The Semiconductor Career and Apprenticeship Network (SCAN) Program grant will provide $1.5 million in CDBG-CARES funding to the SEMI Foundation, an arm of the global microelectronics industry association SEMI. The SEMI Foundation’s mission is to support economic opportunity for workers and the sustained growth of the microelectronics industry by creating pathways and opportunities for job seekers, and tools and systems for semiconductor companies to attract, develop and retain a diverse, innovative and skilled workforce.
The SEMI Foundation will provide the planning and development of the SCAN program in two phases: Phase 1 will focus on the workforce ecosystem by engaging key microelectronics employer partners, end users in the auto and manufacturing space, educational partners and key workforce development partners; Phase 2 will focus on customization through conducting extensive discovery and focus groups with employers to confirm job roles, skills and competencies needed to successfully build and diversify a robust and knowledgeable incoming workforce.

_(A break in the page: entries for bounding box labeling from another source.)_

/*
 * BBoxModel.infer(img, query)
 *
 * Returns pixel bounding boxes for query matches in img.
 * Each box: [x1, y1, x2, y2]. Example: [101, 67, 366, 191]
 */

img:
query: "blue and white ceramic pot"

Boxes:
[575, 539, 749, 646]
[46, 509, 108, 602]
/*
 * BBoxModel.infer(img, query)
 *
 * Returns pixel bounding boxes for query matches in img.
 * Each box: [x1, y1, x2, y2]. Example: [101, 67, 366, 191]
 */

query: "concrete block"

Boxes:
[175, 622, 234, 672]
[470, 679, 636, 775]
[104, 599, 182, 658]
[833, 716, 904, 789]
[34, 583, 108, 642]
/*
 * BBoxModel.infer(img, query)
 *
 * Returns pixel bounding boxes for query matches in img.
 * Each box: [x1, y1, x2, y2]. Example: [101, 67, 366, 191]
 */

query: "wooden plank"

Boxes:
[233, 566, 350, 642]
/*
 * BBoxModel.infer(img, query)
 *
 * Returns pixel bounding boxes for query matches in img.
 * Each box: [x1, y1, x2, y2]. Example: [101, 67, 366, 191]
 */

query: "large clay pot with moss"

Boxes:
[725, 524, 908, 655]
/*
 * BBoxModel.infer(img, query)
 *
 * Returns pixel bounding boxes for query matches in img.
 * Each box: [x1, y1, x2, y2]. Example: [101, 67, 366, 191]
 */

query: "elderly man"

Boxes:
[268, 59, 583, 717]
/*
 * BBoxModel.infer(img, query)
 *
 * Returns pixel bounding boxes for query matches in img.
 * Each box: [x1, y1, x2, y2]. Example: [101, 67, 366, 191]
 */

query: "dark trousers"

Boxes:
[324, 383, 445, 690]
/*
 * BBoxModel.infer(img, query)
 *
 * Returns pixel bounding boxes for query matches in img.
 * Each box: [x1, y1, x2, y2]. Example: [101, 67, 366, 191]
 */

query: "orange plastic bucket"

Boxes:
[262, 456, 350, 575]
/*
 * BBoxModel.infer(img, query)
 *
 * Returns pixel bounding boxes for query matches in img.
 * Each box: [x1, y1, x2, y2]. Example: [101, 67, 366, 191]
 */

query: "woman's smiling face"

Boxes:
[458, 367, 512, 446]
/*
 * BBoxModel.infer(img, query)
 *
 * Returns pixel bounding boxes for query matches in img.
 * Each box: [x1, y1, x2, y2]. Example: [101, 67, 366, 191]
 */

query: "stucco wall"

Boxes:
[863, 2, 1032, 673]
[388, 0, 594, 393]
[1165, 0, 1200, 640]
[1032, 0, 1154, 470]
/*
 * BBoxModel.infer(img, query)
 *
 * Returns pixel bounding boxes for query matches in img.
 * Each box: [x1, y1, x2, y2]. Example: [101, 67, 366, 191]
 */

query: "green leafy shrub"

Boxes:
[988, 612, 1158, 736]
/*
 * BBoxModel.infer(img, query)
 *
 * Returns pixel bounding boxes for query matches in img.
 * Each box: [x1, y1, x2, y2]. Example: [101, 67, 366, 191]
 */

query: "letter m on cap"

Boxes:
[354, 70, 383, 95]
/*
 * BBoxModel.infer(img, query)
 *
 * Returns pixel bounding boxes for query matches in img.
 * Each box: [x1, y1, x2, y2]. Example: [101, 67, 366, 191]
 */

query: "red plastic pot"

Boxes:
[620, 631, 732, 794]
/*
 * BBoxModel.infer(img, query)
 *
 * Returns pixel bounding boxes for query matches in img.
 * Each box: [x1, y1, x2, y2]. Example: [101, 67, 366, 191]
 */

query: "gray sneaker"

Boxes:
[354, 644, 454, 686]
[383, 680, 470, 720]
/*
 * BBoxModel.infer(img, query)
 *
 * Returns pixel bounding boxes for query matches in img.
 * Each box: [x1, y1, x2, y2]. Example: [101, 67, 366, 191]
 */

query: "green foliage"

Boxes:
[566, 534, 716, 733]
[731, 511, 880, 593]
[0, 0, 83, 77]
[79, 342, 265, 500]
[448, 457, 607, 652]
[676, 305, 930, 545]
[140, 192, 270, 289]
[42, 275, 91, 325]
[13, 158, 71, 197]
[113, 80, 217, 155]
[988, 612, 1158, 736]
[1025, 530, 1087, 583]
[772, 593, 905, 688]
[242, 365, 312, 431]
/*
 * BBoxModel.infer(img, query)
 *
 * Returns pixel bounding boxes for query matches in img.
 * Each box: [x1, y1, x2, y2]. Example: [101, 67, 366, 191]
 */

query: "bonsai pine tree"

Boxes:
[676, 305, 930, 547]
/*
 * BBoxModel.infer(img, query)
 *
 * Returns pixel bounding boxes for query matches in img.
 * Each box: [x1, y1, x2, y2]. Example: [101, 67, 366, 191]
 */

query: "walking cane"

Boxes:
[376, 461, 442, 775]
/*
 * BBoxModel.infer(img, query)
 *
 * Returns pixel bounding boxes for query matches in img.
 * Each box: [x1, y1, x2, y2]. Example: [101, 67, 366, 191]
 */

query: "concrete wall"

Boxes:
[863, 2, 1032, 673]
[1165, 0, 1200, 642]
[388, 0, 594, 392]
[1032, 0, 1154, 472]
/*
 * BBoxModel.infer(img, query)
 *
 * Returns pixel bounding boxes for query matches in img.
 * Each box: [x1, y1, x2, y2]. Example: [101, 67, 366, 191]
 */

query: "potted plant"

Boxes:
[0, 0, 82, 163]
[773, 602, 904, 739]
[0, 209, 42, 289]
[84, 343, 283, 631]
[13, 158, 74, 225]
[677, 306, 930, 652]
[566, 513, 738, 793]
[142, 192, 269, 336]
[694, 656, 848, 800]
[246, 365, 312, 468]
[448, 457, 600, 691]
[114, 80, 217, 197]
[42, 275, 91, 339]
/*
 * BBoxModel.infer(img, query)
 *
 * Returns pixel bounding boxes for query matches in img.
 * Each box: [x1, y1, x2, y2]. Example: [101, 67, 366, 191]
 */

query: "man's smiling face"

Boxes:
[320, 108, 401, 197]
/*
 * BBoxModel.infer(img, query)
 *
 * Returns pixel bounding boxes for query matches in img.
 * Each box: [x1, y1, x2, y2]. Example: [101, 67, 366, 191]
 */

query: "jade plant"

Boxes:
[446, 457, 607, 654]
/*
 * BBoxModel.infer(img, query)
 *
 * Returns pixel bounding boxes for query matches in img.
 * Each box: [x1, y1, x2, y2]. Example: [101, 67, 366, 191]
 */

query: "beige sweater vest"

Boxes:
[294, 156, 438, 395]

Michigan’s ability to support the semiconductor industry extends from its deep knowledge as a customer of the sector, as the global epicenter of the automotive industry. The state is home to nearly one-fifth of U.S. auto production—more than any other state in the nation—and has the greatest concentration of Original Equipment Manufacturers (OEM) in the country, with 26 having headquarters or technology centers in the state.
Governor Whitmer is tackling the chip crisis facing the auto industry. She worked with SK Siltron, a new semiconductor wafer manufacturing and R&D facility, by investing $302 million and creating 150 jobs near Bay City to support electric vehicle growth and support auto industry needs in-state. She also facilitated the opening of a new facility by KLA, a high-tech, Fortune 500 firm specializing in systems and software integral to chip and electronics manufacturing which created 600 good-paying jobs in Ann Arbor. Michigan’s talent and processes is also supported by Hemlock Semiconductor and the University of Michigan, which is the top global institute for semiconductor training.